Shortest job first: Process short requests before long ones. Better average latency but can starve long requests.

Token-budget batching: Group requests to optimize batch efficiency.

class SmartQueue:
    def __init__(self):
        self.high_priority = []
        self.normal = []
        self.batch_priority = []

    def add(self, request: Request):
        if request.priority == "high":
            heappush(self.high_priority, (time.time(), request))
        elif request.estimated_tokens < 500:
            heappush(self.batch_priority, (request.estimated_tokens, request))
        else:
            heappush(self.normal, (time.time(), request))

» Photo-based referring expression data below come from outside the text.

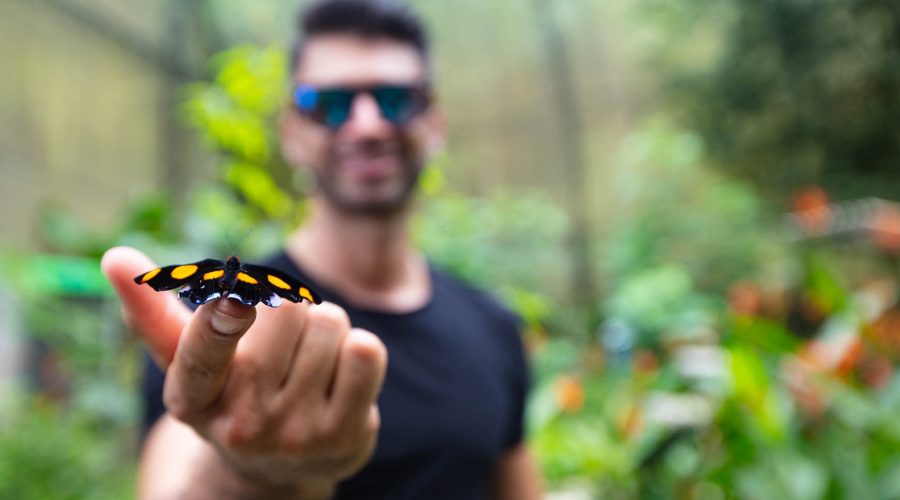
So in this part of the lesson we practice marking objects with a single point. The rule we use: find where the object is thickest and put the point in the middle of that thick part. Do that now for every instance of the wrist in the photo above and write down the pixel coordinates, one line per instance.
(229, 480)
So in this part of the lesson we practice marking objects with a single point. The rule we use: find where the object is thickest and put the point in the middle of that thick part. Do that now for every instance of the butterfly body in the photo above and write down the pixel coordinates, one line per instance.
(211, 279)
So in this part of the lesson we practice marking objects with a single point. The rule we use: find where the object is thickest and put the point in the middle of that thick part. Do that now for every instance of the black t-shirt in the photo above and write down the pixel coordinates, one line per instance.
(453, 397)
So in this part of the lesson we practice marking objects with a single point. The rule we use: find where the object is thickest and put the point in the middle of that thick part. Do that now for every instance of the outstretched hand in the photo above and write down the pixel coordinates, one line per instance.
(283, 395)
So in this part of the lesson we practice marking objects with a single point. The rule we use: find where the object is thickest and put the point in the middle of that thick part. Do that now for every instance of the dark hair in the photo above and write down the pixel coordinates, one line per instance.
(365, 18)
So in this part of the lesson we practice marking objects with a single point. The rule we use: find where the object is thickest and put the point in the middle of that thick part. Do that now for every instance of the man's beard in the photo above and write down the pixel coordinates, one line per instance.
(328, 184)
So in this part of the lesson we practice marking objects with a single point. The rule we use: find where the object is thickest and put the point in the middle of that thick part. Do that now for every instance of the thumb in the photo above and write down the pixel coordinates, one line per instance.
(157, 317)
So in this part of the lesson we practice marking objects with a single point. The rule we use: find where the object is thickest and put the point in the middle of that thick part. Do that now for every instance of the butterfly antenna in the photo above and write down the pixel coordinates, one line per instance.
(235, 246)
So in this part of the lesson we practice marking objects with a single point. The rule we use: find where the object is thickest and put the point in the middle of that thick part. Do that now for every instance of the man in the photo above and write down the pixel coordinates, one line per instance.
(289, 402)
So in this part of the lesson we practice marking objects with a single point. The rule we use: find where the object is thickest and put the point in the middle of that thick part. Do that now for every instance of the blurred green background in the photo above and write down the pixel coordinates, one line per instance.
(689, 202)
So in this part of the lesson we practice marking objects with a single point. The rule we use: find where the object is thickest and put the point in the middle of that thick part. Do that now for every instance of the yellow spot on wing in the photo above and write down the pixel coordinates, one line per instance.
(275, 280)
(182, 272)
(149, 275)
(214, 274)
(246, 278)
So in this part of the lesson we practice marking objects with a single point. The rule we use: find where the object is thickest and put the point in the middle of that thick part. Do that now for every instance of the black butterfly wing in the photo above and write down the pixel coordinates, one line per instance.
(175, 276)
(282, 284)
(202, 291)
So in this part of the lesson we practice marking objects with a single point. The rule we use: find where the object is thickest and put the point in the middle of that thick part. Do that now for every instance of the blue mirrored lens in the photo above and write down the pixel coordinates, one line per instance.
(398, 104)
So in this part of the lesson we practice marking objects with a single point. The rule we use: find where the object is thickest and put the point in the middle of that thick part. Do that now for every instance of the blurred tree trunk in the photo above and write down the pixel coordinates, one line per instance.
(572, 149)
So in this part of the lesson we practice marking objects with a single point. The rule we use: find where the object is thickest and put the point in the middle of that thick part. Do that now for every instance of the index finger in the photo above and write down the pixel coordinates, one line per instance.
(208, 342)
(157, 317)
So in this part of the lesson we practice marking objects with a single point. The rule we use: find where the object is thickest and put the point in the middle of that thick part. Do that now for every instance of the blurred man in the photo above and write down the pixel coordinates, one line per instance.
(405, 383)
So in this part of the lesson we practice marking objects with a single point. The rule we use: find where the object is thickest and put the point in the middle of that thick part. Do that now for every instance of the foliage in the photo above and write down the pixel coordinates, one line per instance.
(788, 94)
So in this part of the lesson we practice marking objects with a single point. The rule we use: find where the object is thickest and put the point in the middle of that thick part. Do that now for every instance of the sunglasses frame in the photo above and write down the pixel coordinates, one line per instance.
(308, 101)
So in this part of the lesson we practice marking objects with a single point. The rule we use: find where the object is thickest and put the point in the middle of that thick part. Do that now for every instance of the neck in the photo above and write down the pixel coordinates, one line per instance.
(367, 259)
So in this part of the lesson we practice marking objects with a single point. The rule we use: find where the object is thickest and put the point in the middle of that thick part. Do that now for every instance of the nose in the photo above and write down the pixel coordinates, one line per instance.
(365, 117)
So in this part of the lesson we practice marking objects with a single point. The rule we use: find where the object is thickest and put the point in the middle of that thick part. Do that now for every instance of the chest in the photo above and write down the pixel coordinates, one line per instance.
(446, 392)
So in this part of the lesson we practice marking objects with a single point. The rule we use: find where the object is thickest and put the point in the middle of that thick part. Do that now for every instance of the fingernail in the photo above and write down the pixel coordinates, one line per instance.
(225, 323)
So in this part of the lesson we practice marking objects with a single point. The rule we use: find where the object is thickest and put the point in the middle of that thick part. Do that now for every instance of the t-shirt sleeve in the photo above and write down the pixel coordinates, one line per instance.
(520, 382)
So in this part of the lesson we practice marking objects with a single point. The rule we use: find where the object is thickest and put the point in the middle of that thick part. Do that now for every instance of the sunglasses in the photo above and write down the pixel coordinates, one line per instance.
(330, 106)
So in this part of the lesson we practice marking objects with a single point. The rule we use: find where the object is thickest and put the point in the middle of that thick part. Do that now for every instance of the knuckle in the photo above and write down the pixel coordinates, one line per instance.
(195, 367)
(329, 316)
(296, 439)
(243, 433)
(367, 348)
(177, 406)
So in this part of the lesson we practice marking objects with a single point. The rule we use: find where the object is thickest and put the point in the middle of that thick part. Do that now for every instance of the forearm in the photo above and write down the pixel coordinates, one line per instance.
(177, 463)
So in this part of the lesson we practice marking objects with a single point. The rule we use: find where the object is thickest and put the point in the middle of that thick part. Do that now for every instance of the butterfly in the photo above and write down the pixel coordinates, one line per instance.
(210, 279)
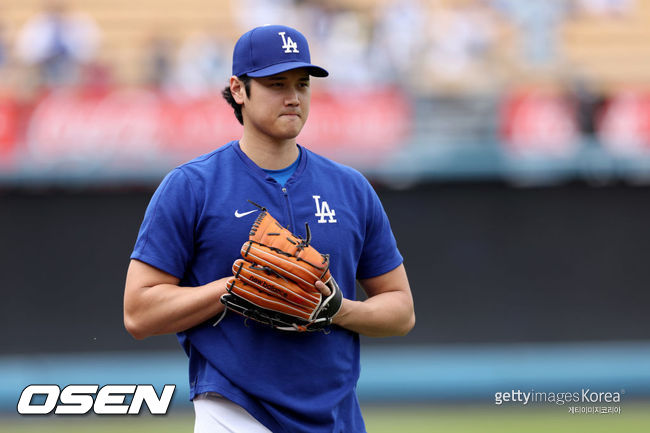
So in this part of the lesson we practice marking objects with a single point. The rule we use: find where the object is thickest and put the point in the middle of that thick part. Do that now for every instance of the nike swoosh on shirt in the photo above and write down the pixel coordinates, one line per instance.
(239, 215)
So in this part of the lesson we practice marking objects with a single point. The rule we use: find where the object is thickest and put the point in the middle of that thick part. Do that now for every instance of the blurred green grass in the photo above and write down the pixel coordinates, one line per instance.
(634, 418)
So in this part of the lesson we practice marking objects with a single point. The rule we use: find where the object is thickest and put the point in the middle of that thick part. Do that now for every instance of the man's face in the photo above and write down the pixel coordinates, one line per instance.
(278, 105)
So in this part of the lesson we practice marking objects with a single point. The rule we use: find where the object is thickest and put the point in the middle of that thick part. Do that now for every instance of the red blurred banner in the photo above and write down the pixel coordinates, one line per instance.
(539, 122)
(127, 127)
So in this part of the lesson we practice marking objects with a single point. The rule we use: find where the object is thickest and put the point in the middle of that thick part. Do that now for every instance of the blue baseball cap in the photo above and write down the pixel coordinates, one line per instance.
(269, 50)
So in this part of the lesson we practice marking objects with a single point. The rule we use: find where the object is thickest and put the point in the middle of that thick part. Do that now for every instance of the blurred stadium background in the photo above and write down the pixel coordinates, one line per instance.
(509, 141)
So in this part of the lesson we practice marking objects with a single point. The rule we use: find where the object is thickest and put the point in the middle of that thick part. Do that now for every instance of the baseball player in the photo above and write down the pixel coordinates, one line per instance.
(246, 376)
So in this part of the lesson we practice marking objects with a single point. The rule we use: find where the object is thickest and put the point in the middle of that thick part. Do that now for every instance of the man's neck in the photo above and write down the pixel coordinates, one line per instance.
(270, 155)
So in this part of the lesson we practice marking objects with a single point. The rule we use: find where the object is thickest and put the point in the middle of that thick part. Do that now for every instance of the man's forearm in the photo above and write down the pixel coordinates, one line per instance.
(168, 308)
(384, 315)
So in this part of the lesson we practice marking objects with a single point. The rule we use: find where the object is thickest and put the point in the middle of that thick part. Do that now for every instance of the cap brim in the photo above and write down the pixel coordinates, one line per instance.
(314, 70)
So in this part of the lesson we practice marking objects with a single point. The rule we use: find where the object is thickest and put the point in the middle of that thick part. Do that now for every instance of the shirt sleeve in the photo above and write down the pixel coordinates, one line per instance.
(380, 253)
(166, 236)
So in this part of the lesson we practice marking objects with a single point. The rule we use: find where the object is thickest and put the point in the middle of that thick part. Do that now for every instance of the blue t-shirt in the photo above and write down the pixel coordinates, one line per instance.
(194, 227)
(282, 176)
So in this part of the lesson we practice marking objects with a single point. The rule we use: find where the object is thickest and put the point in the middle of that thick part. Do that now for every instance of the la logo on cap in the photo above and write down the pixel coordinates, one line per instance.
(288, 44)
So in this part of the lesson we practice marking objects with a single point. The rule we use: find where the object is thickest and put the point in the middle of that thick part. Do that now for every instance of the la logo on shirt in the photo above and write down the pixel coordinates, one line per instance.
(323, 211)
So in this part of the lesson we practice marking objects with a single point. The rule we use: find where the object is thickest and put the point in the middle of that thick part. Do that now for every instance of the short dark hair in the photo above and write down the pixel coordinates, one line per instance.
(227, 95)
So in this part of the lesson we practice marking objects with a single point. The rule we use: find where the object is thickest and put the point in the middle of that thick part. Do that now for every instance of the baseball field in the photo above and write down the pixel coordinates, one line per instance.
(634, 418)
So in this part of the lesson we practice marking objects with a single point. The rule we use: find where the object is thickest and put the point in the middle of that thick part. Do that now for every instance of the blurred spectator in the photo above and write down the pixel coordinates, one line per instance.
(159, 61)
(346, 48)
(253, 13)
(397, 41)
(203, 65)
(461, 39)
(58, 42)
(538, 22)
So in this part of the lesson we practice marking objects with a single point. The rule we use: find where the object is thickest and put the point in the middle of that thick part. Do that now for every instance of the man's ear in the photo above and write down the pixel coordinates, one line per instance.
(237, 89)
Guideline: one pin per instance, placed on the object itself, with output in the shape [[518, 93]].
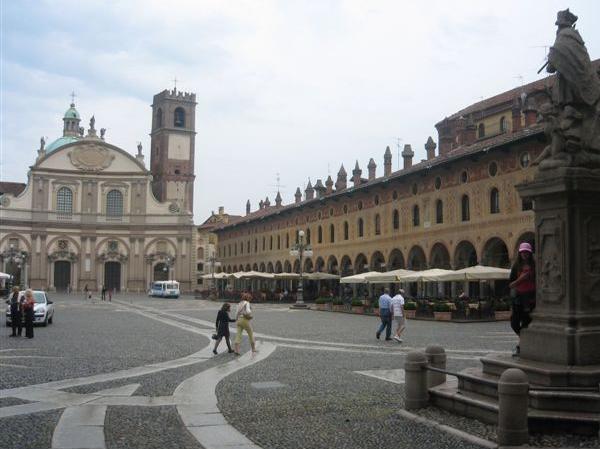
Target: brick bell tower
[[172, 142]]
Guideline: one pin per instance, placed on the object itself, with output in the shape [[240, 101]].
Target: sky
[[286, 90]]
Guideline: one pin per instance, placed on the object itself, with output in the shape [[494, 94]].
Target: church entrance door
[[62, 275], [112, 275]]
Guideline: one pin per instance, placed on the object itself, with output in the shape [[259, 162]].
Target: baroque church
[[91, 214]]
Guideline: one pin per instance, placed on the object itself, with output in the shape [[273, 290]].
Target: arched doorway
[[62, 275], [161, 272], [112, 275]]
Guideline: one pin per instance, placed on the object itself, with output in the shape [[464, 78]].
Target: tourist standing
[[398, 314], [15, 313], [385, 314], [28, 305], [522, 281], [243, 317], [222, 325]]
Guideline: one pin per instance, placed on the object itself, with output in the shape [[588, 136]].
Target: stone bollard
[[436, 357], [513, 401], [415, 381]]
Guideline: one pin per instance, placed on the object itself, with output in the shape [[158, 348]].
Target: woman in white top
[[243, 317]]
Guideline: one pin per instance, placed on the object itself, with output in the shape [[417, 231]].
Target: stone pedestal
[[565, 330]]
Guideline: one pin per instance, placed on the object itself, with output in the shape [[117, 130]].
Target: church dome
[[61, 141], [72, 112]]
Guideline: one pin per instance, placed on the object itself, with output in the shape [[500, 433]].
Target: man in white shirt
[[397, 307]]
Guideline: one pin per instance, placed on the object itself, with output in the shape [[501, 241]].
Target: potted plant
[[358, 306], [338, 305], [502, 311], [441, 312], [410, 309]]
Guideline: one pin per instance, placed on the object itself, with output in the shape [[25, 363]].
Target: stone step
[[485, 408]]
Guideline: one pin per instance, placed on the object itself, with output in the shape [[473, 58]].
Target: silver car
[[43, 310]]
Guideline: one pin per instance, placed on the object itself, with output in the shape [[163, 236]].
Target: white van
[[165, 289]]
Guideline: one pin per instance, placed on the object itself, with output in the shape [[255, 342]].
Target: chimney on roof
[[309, 192], [320, 188], [356, 175], [329, 185], [430, 147], [516, 115], [407, 155], [445, 137], [387, 162], [341, 182], [372, 167]]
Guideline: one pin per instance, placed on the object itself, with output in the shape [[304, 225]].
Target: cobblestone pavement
[[139, 372]]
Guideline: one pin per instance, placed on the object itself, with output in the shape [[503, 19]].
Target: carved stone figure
[[572, 121]]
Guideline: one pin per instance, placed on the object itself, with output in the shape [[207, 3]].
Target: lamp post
[[300, 250]]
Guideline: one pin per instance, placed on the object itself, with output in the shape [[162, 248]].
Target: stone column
[[566, 323]]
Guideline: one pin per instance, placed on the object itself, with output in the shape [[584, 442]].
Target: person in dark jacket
[[222, 325], [15, 313], [28, 305]]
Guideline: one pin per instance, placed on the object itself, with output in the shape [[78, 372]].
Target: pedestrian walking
[[398, 314], [243, 317], [522, 283], [222, 325], [15, 313], [385, 314], [27, 306]]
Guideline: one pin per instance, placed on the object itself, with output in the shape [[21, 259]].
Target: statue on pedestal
[[572, 120]]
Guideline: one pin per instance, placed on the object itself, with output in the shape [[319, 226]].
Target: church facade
[[91, 214]]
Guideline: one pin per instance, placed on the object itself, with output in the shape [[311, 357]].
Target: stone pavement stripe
[[449, 430], [203, 418]]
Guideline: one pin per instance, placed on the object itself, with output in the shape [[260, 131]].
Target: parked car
[[43, 310]]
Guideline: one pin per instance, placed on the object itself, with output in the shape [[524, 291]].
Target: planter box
[[442, 316], [502, 315]]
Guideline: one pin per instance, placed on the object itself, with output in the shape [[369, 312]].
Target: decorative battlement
[[175, 94]]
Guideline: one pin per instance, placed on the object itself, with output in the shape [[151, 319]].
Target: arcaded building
[[93, 214], [458, 207]]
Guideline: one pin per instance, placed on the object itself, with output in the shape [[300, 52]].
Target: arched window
[[159, 118], [179, 118], [416, 215], [464, 208], [439, 211], [503, 125], [64, 201], [494, 201], [114, 203]]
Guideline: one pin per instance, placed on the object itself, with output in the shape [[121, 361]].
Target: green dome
[[72, 112], [61, 141]]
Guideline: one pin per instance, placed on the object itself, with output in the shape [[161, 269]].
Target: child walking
[[222, 325]]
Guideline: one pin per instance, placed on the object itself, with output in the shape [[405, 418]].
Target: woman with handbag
[[243, 317], [522, 281], [222, 325]]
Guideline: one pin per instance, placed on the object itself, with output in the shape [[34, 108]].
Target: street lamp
[[300, 250]]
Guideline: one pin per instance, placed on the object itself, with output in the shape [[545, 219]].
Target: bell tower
[[172, 148]]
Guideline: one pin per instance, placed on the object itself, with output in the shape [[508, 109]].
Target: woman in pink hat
[[522, 281]]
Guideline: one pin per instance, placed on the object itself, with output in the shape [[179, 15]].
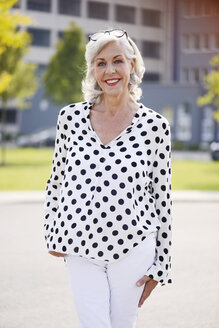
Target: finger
[[146, 293], [143, 280], [149, 286]]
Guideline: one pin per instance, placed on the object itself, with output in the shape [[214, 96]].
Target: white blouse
[[101, 201]]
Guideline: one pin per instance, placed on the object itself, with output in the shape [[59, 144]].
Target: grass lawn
[[29, 169]]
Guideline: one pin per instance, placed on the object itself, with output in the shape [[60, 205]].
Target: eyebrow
[[104, 59]]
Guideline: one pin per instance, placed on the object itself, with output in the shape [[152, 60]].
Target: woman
[[108, 199]]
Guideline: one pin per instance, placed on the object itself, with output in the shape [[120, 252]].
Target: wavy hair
[[90, 88]]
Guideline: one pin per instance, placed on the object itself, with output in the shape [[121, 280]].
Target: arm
[[54, 183], [161, 268]]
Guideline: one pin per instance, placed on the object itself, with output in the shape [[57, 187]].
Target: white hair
[[90, 88]]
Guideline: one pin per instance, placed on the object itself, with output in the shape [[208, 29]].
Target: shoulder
[[68, 112], [156, 121], [155, 116]]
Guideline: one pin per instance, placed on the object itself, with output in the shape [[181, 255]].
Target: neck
[[113, 105]]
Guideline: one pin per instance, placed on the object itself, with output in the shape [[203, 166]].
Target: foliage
[[212, 82], [17, 79], [64, 73]]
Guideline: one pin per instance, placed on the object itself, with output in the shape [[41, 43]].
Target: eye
[[100, 64], [118, 61]]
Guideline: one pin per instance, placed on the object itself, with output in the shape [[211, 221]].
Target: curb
[[25, 197]]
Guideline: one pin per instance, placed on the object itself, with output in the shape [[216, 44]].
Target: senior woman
[[108, 199]]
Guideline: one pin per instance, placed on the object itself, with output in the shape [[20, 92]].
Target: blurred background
[[42, 45]]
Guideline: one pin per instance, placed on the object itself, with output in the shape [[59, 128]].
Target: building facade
[[177, 39]]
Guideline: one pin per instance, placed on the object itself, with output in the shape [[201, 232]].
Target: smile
[[112, 82]]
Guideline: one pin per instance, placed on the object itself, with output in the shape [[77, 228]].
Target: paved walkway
[[7, 197]]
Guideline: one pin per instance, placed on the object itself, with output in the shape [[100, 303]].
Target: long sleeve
[[54, 183], [161, 191]]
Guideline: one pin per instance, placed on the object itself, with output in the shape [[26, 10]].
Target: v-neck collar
[[126, 130]]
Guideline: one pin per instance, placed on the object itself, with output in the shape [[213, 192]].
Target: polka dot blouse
[[101, 201]]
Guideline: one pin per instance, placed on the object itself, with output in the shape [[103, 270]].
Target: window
[[197, 8], [184, 122], [16, 5], [41, 37], [11, 116], [151, 17], [205, 41], [99, 10], [69, 7], [151, 49], [151, 77], [194, 74], [60, 35], [207, 7], [216, 41], [185, 74], [196, 41], [39, 5], [186, 11], [186, 41], [125, 14]]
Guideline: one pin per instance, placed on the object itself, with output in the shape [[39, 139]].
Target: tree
[[212, 96], [17, 79], [64, 73]]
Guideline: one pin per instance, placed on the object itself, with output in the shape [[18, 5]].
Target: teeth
[[112, 81]]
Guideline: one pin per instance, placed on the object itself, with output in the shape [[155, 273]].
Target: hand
[[57, 254], [150, 284]]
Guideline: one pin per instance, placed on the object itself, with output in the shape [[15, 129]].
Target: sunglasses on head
[[115, 32]]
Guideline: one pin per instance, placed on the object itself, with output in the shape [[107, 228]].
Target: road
[[35, 290]]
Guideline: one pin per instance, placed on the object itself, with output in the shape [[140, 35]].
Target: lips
[[112, 82]]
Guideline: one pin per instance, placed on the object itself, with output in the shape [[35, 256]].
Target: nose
[[110, 68]]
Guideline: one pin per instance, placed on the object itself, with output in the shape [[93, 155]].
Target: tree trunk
[[3, 132]]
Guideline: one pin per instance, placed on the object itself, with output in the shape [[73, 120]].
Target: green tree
[[65, 70], [17, 79], [212, 95]]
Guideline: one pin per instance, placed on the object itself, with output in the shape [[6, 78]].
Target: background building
[[176, 38]]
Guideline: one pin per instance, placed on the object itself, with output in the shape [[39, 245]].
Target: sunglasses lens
[[96, 36], [118, 33]]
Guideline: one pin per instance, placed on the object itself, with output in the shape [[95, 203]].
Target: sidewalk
[[30, 196]]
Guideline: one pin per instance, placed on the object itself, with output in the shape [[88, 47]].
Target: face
[[112, 70]]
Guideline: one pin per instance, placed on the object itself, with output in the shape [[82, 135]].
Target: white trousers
[[105, 295]]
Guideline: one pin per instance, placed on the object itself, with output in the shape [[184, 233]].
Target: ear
[[132, 65]]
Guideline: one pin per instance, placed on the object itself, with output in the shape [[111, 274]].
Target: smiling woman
[[108, 199]]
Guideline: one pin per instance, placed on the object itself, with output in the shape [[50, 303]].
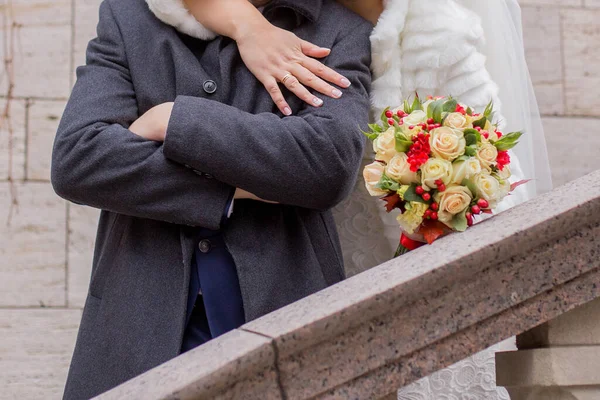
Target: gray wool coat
[[153, 195]]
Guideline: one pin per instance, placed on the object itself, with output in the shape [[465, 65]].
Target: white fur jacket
[[414, 50]]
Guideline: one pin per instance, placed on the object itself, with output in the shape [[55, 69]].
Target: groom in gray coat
[[223, 133]]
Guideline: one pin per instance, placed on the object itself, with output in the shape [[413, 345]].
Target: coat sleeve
[[309, 160], [98, 162]]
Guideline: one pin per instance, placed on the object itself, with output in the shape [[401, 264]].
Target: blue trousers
[[220, 308]]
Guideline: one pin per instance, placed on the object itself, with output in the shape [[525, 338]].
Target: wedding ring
[[286, 77]]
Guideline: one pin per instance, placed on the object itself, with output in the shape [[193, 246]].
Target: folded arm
[[98, 162], [269, 52], [309, 160]]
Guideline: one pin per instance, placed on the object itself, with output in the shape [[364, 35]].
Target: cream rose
[[454, 200], [385, 145], [447, 143], [457, 121], [399, 169], [433, 170], [487, 154], [415, 118], [462, 170], [372, 174], [489, 188]]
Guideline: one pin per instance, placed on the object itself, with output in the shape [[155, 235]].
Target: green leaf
[[411, 195], [471, 186], [370, 135], [417, 105], [402, 142], [471, 151], [508, 141], [471, 139], [450, 105], [407, 107], [489, 110], [387, 183], [459, 222], [437, 109], [375, 128], [481, 122]]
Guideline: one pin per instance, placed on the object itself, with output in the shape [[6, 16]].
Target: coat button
[[210, 86], [204, 246]]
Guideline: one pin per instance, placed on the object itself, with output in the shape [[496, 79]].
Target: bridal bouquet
[[440, 163]]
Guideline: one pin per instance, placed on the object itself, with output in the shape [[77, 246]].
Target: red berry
[[469, 219]]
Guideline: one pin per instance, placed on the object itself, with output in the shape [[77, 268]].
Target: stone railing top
[[397, 322]]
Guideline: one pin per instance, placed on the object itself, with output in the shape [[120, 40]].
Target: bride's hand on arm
[[271, 53]]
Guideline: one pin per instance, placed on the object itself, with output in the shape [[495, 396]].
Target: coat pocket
[[109, 254], [330, 234]]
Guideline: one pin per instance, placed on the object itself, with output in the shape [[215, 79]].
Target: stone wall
[[46, 246]]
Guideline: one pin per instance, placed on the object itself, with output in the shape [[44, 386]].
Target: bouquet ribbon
[[410, 244]]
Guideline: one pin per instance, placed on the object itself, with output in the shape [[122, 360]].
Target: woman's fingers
[[312, 50], [294, 86], [309, 79], [273, 88], [325, 72]]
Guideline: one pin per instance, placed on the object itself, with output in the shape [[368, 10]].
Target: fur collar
[[174, 13]]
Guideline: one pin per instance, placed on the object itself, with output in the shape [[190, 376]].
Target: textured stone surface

    def get_next_batch(self, max_tokens: int) -> list[Request]:
        batch = []
        tokens = 0

        # High priority first
        while self.high_priority and tokens < max_tokens:
            _, req = heappop(self.high_priority)
            batch.append(req)
            tokens += req.estimated_tokens

        # Fill with small requests (good for batching)
        while self.batch_priority and tokens < max_tokens:
            _, req = heappop(self.batch_priority)
            batch.append(req)
            tokens += req.estimated_tokens

        return batch

The Signals to Watch

Early warning signs of backpressure needed:

alerts = {
    "queue_depth > 100": "Requests accumulating",
    "queue_time_p99 > 5s": "Users waiting too long",
    "memory_util > 85%": "Approaching OOM",
    "rejection_rate > 1%": "Already shedding load",
    "error_rate_spike": "Something breaking",
}

React before the system collapses. Automated scaling or load shedding triggered by these metrics keeps you healthy.

The Response to Rejection

When you reject a request, tell the client what to do:

def rejection_response(reason: str) -> Response:
    return Response(
        status=503,
        headers={
            "Retry-After": "30",  # Hint: try again in 30s
            "X-Queue-Position": "overflow",
        },
        body={
            "error": "service_overloaded",
            "message": "System at capacity. Please retry.",
            "retry_after_seconds": 30,
        }
    )

HTTP 503 with Retry-After is the standard. Good clients will back off. Bad clients will keep hammering. Rate limiting handles the latter.

A system that fails gracefully under 10x load is more valuable than one that handles 2x load perfectly and crashes at 3x.